Raising my surprise baby as a single, rather bohemian parent during his formative years was not fun or easy! I worked, I cooked, I prayed, we moved a few times and I routinely read him books at bedtime. Whoever said it was the best time of a woman’s life? I doubt it was a woman. It’s the kind of thing men would contrive to exert control so women would just stay home, having been told they were happy and experiencing the most gratifying stretch of eighteen years one could hope for. The outcome being, women wouldn’t rival them for their stools at the local tavern!

At any rate, it was the culmination of many things that brought me to Bayfield in November, where I spent a couple of heavy-hearted days contemplating those “tough love” scenarios you hear about. I knew there would be real tough stuff ahead and I wondered if it’d be easier to wake up the next morning, resolved, and take off running down the pier in my LL Bean flannel nightgown and leap off the edge and float away like some figure in a Rossetti painting, clutching flowers to my chest in a porcelain-faced stillness!

The ridiculousness of the entire vision brought a smile to my face and I left to go find a cup of coffee and head out to explore the shops I enjoy on Main Street. Thank god for a sense of humor.

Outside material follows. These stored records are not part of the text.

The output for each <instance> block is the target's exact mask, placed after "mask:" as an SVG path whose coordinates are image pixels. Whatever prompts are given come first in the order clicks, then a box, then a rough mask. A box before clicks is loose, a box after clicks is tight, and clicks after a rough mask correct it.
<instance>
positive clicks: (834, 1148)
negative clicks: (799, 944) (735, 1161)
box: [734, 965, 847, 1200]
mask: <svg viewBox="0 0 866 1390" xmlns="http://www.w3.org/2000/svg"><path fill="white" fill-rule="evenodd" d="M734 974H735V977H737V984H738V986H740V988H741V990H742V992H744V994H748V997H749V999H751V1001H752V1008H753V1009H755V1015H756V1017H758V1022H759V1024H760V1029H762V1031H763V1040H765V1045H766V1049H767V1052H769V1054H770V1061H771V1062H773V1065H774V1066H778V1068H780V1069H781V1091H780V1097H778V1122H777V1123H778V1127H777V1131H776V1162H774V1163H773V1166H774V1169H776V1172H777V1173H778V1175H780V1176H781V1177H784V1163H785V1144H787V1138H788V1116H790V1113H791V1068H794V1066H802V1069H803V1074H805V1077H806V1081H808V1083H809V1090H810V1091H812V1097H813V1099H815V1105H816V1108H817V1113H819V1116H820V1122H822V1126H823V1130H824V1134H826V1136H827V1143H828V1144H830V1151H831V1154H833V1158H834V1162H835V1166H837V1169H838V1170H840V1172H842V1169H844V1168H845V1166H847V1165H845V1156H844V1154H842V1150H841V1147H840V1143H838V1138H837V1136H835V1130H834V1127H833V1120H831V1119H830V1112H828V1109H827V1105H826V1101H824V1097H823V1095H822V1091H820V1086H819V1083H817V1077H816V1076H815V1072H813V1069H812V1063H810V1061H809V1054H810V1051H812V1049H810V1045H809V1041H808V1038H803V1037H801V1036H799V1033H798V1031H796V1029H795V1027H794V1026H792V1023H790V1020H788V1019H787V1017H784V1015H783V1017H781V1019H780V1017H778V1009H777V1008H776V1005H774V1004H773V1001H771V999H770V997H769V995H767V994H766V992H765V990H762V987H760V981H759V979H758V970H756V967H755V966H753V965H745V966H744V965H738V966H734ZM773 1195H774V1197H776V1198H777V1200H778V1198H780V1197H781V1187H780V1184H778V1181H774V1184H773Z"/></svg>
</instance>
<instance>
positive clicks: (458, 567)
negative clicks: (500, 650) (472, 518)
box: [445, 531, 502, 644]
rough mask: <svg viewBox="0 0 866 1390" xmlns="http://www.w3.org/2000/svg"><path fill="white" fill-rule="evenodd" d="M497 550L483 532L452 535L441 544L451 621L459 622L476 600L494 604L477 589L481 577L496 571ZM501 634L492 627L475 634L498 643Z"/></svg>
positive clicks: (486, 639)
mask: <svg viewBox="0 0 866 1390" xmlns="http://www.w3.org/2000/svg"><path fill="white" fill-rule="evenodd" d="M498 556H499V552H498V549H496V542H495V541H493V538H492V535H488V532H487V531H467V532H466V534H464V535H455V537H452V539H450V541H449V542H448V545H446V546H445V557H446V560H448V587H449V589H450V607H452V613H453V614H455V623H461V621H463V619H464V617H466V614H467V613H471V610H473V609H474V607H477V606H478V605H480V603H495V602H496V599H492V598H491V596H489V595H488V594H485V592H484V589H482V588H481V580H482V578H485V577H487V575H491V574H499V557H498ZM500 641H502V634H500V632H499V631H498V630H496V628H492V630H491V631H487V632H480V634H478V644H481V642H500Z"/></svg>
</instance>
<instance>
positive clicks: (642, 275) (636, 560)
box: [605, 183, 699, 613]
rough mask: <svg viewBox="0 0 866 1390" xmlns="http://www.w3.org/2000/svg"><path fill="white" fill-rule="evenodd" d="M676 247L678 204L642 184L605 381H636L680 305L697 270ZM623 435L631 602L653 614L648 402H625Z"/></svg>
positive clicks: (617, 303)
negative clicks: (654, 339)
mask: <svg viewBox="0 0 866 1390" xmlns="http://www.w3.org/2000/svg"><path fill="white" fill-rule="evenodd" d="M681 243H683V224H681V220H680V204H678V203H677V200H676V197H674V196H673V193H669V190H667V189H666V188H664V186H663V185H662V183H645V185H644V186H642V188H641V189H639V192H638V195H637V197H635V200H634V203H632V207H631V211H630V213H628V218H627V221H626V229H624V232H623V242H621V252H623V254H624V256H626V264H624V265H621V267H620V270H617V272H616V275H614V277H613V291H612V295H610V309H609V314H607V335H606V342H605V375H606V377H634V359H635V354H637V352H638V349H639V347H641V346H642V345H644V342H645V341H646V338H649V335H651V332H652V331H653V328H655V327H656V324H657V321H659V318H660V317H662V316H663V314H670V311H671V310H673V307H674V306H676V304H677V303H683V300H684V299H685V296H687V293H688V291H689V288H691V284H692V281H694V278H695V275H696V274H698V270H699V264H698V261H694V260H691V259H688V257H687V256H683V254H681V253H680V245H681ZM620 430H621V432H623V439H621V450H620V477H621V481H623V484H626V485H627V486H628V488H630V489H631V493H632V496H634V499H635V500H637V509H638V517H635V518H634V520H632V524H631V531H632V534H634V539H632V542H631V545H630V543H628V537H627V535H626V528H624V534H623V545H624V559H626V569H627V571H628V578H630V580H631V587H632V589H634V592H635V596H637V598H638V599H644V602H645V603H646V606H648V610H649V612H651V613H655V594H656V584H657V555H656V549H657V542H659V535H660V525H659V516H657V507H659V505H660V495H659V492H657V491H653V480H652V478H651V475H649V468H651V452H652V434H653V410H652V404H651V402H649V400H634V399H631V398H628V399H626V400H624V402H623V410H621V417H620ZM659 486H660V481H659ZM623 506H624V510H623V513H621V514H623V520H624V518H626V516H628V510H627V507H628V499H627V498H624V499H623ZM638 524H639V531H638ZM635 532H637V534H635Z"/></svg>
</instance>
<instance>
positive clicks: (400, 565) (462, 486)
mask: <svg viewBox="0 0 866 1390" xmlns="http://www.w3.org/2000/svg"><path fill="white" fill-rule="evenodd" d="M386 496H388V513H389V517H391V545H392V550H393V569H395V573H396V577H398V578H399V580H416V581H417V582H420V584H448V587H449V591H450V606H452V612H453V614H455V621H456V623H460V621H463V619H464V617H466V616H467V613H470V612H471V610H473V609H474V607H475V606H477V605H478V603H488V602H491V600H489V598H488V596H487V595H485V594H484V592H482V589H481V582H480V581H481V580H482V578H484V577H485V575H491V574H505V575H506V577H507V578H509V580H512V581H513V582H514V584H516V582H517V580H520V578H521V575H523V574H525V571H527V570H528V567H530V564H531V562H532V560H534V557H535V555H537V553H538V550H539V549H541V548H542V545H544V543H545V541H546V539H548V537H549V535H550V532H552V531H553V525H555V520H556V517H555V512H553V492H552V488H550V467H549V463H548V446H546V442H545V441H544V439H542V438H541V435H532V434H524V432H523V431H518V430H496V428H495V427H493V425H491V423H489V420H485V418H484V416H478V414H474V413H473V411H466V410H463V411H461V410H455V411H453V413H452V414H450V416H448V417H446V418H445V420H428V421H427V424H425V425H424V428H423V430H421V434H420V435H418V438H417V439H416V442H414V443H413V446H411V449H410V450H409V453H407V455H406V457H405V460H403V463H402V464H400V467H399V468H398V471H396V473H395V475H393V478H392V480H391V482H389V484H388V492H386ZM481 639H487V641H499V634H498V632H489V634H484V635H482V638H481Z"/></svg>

I returned home from those few days of rest, knowing what I was going to do. I called and met with a close friend the next morning, counselor by profession and by heart, who could help me. Over breakfast at a local restaurant she infused my grappling, needy spirit with the words I needed to hear and helped me with a plan. Within a few days it all came strong son did move out and great changes have come for all involved, and continue to happen through these winter months.

As is often the case with me, I bury myself in household projects to keep my “clicking brain” busy.  Also, I’d purchased a used snowmobile back in the fall so I conquered my fear of being on frozen lakes. When I’m riding, firmly grasping the handlebars, rolling over bumps, sometimes slush, I am reminded that it mirrors my life.  I’m out there on those frozen blue waters and exploring the trails, feeling every bump, bending with the turns with the bracing wind on my cheeks. Often my son is riding a sled next to me, smiling as he gives me a thumbs up, signaling to me that things between us are gonna be okay. “Common ma, let’s shred the knar,” he yells, and we continue on.